At this point, the best possibilities, in order, seem to be: the Houston Bowl on Dec. 30, the Fort Worth Bowl on Dec. 23 and the Music City Bowl on New Year's Eve.

But the order could change depending on the outcome of games this week and next.

The eight schools selected for the Bowl Championship Series will have an impact on Navy's potential destinations, because if two teams from the Big 12 and/or Southeastern conferences make the BCS, the ripple effect would create openings at the lower levels of those leagues' bowl tie-ins.

For instance, if Nebraska beats Colorado on Friday -- making the Buffaloes ineligible -- the Big 12 would be one team short of fulfilling its eight links to bowl games. That becomes certain because No. 1 Oklahoma and either Texas or Kansas State seem headed for BCS selection. That will happen for Texas if it wins against Texas A&M and Oklahoma defeats Kansas State in the Big 12 championship game on Dec. 6, for Kansas State if it beats Oklahoma.

With Colorado out, an opening would exist in the Fort Worth Bowl, which gets the Big 12 eighth team.

The Tangerine Bowl was eliminated as a possibility for Navy when Kansas won Saturday.

The Music City Bowl (Nashville, Tenn.) might open if Texas loses to Texas A&M and two SEC teams enter the BCS, a possibility if either Florida or Georgia beats Louisiana State in the SEC championship game.

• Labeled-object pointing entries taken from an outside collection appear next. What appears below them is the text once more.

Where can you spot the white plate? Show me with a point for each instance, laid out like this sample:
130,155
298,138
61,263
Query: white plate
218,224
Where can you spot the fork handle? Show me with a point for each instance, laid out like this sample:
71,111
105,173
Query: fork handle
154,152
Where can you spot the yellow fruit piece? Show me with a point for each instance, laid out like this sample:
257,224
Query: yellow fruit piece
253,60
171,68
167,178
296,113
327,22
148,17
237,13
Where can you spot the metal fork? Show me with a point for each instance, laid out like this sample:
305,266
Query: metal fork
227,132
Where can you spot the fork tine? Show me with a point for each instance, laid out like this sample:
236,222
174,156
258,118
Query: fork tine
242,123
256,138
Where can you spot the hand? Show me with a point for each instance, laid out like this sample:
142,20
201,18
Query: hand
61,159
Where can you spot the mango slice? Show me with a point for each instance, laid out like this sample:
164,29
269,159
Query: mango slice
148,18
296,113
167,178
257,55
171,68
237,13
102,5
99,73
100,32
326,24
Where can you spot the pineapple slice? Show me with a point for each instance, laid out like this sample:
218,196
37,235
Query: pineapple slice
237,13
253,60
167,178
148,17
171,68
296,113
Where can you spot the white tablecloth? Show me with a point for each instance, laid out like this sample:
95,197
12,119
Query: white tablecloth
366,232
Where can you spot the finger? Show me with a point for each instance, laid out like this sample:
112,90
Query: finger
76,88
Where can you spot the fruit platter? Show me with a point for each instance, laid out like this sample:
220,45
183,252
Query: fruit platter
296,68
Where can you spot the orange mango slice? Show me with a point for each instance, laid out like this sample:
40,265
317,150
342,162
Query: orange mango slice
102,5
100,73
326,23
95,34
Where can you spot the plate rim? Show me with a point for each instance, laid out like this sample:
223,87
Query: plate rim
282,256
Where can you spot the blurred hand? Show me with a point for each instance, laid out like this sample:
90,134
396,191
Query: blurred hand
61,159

The Houston Bowl is wide-open because of a decision to end its affiliation with Conference USA after last year, although a Big 12 entry is still possible if Texas loses.

"There really won't be a decision made until after the conference championships," said Houston Bowl executive director David Ippoliti. "We're not sure right now, but we might scout Navy's final game. There is always interest."

Fan support is one of the bowls' major considerations, and interest from Navy supporters barely dropped even during the three seasons when the team compiled a 3-30 record. The service academies are different in the sense that their alumni are spread all over the country and the world.

One potential problem for the Midshipmen: 12 conferences have more eligible teams than bowl tie-ins. That situation is most pronounced in the resurgent Mid-American Conference, with six qualifiers and only two secure bowl positions. That will leave several attractive teams -- perhaps Northern Illinois and Toledo -- up for grabs.